Hessian of function in $\mathbb R^2$ Consider the function $$f(x):=\frac{x-x_0}{\Vert x-x_0 \Vert^2} + \frac{x-x_1}{\Vert x-x_1 \Vert^2}$$
for two fixed $x_0,x_1 \in \mathbb R^2$ and $x \in \mathbb R^2$ as well. 
Does anybody know what the Hessian of the function 
$$g(x):=\Vert f(x) \Vert^2$$ 
is? It is such a difficult composition of functions that I find it very hard to compute.
The bounty is for a person who fully derives the Hessian of $f. $ Please let me know if you have any questions.

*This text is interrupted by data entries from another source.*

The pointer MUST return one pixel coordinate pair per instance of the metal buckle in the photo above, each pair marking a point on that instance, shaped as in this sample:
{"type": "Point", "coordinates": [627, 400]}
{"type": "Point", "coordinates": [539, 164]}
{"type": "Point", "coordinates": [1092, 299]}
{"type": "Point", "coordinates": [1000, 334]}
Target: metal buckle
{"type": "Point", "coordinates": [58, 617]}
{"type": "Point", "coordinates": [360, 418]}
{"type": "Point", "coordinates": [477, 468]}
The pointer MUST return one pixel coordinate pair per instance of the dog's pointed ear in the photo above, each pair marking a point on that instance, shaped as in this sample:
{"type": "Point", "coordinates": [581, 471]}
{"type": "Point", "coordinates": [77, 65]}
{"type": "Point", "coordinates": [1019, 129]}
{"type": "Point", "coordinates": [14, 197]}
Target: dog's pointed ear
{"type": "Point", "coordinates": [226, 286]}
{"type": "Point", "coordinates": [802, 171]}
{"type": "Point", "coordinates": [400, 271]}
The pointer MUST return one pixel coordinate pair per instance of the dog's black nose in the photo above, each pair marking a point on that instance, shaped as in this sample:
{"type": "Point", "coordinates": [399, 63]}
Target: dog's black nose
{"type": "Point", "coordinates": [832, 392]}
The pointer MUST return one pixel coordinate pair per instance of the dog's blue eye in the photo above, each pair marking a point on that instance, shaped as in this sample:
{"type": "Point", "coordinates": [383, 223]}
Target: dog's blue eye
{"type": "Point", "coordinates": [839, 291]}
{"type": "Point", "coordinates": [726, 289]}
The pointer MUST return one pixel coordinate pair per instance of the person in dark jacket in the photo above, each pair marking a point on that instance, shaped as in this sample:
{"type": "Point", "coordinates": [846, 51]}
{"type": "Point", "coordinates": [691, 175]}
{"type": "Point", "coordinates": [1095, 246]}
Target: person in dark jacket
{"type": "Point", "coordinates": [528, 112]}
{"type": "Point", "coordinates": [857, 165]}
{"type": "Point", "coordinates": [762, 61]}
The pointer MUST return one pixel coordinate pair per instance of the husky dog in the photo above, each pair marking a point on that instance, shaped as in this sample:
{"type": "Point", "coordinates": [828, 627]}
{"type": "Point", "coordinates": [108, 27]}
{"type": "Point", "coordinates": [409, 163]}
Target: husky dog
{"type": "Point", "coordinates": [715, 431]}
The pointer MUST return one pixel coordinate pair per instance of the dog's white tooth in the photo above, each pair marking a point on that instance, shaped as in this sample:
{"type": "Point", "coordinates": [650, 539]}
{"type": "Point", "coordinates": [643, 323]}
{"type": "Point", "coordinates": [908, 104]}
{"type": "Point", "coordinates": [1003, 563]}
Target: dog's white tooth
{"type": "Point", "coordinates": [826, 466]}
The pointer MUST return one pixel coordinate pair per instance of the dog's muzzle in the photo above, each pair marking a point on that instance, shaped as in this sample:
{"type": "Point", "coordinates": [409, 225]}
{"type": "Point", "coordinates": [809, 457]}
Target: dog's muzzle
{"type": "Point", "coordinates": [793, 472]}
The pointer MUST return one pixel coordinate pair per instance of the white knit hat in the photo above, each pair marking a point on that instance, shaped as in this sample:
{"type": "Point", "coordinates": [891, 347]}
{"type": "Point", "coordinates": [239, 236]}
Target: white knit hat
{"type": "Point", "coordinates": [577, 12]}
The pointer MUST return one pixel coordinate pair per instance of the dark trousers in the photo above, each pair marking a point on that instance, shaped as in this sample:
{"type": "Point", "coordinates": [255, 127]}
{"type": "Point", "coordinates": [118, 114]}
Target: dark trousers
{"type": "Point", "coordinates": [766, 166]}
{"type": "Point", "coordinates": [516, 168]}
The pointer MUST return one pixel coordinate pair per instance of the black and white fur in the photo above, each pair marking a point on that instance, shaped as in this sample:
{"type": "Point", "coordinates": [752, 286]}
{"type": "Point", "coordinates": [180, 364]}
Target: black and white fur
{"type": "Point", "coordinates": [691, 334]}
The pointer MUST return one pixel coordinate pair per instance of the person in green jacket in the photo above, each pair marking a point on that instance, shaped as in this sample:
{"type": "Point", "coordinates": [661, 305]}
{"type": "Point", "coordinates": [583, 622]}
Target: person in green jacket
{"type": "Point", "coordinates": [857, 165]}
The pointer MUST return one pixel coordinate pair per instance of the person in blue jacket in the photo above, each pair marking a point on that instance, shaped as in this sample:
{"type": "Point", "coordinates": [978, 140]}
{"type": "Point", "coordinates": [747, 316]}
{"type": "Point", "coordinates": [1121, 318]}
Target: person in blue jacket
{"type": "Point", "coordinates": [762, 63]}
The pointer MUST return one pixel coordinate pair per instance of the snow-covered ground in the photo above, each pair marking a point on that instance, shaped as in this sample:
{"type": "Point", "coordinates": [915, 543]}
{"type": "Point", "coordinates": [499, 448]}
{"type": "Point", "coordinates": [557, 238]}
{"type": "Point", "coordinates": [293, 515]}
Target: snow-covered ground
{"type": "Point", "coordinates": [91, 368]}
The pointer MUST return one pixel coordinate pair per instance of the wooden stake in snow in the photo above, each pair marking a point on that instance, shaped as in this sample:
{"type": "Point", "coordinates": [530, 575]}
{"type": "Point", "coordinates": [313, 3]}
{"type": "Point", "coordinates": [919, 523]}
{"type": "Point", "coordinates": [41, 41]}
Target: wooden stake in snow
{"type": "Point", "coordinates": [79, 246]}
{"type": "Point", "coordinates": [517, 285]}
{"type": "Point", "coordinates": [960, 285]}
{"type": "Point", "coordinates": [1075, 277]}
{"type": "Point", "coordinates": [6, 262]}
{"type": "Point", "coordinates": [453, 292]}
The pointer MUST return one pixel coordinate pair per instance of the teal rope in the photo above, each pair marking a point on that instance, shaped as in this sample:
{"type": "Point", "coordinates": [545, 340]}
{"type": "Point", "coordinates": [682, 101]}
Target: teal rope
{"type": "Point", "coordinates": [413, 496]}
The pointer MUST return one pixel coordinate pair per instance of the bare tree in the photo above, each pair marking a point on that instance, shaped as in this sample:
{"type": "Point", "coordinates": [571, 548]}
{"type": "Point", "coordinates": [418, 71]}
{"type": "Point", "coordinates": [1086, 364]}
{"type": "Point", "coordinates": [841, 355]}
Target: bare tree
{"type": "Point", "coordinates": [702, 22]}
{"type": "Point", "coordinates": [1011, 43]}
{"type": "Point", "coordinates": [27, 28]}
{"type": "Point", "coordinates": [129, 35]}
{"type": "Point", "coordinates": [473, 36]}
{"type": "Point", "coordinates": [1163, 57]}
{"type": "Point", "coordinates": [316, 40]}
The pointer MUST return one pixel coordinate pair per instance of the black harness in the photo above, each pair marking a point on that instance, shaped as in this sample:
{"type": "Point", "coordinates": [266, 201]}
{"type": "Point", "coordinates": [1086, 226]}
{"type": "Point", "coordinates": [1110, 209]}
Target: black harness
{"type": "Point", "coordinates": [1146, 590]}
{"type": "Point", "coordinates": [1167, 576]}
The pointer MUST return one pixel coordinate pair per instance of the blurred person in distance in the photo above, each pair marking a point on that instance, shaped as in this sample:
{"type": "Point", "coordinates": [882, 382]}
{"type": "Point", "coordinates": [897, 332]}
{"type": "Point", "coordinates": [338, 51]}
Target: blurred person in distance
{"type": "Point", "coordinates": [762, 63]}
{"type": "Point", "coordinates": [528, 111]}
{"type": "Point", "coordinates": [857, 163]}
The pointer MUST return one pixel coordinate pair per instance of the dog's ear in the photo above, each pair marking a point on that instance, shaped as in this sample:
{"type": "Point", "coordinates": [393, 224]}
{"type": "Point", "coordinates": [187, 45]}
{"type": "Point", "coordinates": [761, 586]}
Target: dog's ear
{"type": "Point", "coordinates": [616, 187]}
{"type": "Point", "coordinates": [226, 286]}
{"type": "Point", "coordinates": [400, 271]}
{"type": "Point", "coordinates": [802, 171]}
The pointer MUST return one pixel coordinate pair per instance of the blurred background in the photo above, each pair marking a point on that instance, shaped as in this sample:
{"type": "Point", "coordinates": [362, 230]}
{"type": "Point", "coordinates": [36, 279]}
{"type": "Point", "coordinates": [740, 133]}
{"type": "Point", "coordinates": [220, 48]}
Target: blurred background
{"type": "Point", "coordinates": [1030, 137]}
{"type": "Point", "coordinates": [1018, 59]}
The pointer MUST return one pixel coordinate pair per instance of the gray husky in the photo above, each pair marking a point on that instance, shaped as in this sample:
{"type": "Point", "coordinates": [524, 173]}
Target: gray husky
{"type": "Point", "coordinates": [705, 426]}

 A: Avoid coordinates. Here's a solution that works with all dot products in any dimension: 
Define $h_k(x)=\frac{x-x_k}{\|x-x_k\|^2}$ for $k\in\{0,1\}$.
Then we have
$\|h_k(x)\|^2=1/\|x-x_k\|^2$ and
$$d_ph(x)=p\|h_k(x)\|^2-2h_k(x)\langle p,h_k(x)\rangle$$
and$$d_p\|h_k(x)\|^2=-2\|h_k(x)\|^2\langle p,h_k(x)\rangle.$$
After a straightforward calculation I get
$$\frac12\nabla g(x)=\bigl(\|h_0(x)\|^2-\|h_1(x)\|^2\bigr)\cdot\bigl(h_1(x)-h_0(x)\bigr)-2\langle h_0(x),h_1(x)\rangle\bigl(h_0(x)+h_1(x)\bigr).$$
From here feel free to calculate the Hessian: Differentiating $\frac12\nabla g(x)$ again at $q$ we get (omitting the argument $x$ for the sake of readability)
$$\begin{align}
-&q\left(2\langle h_0,h_1\rangle(\|h_0\|^2+\|h_1\|^2)+(\|h_0\|^2-\|h_1\|^2)^2\right)\\
+&h_0\langle q,4h_0\|h_0\|^2-(2h_0+h_1)\|h_1-h_0\|^2\rangle\\
+&h_1\langle q,4h_1\|h_1\|^2-(2h_1+h_0)\|h_0-h_1\|^2\rangle,
\end{align}
$$
hence the Hessian at $(p,q)$ is
$$\begin{align}
2\langle p,-&q\left(2\langle h_0,h_1\rangle\|(h_0\|^2+\|h_1\|^2)+(\|h_0\|^2-\|h_1\|^2)^2\right)\\
+&h_0\langle q,4h_0\|h_0\|^2-(2h_0+h_1)\|h_1-h_0\|^2\rangle\\
+&h_1\langle q,4h_1\|h_1\|^2-(2h_1+h_0)\|h_0-h_1\|^2\rangle\rangle.
\end{align}
$$
A: If you choose ${\bf x}_0$ and ${\bf x}_1$ at $(\pm a,0)$ of the $(x,y)$-plane you have
$$f(x,y)={(x+a,y)\over(x+a)^2+y^2}+{(x-a,y)\over(x-a)^2+y^2}\ .$$
In the following Mathematica notebook ${\tt gxx}$, ${\tt gxy}$, ${\tt gyy}$ are the entries of the Hessian matrix
$$\left[\matrix{g_{xx}&g_{xy}\cr g_{xy}&g_{yy}\cr}\right]\ .$$
Here is the result:

A: Well, you can just compute $g(x)$... I'll denote $x_0,x_1$ by $u,v$.
$$
f(x) = \frac{x-u}{\|x-u\|^2}+\frac{x-v}{\|x-v\|^2}=\left(\frac{x_1-u_1}{(x_1-u_1)^2+(x_2-u_2)^2}+\frac{x_1-v_1}{(x_1-v_1)^2+(x_2-v_2)^2}, \right.
$$
$$
\left.\frac{x_2-u_2}{(x_1-u_1)^2+(x_2-u_2)^2}+\frac{x_2-v_2}{(x_1-v_1)^2+(x_2-v_2)^2} \right)
$$
and so,
$$
g(x)=\left(\frac{x_1-u_1}{(x_1-u_1)^2+(x_2-u_2)^2}+\frac{x_1-v_1}{(x_1-v_1)^2+(x_2-v_2)^2}\right)^2+
$$
$$
\left(\frac{x_2-u_2}{(x_1-u_1)^2+(x_2-u_2)^2}+\frac{x_2-v_2}{(x_1-v_1)^2+(x_2-v_2)^2} \right)^2
$$
Now you can compute the Hessian matrix.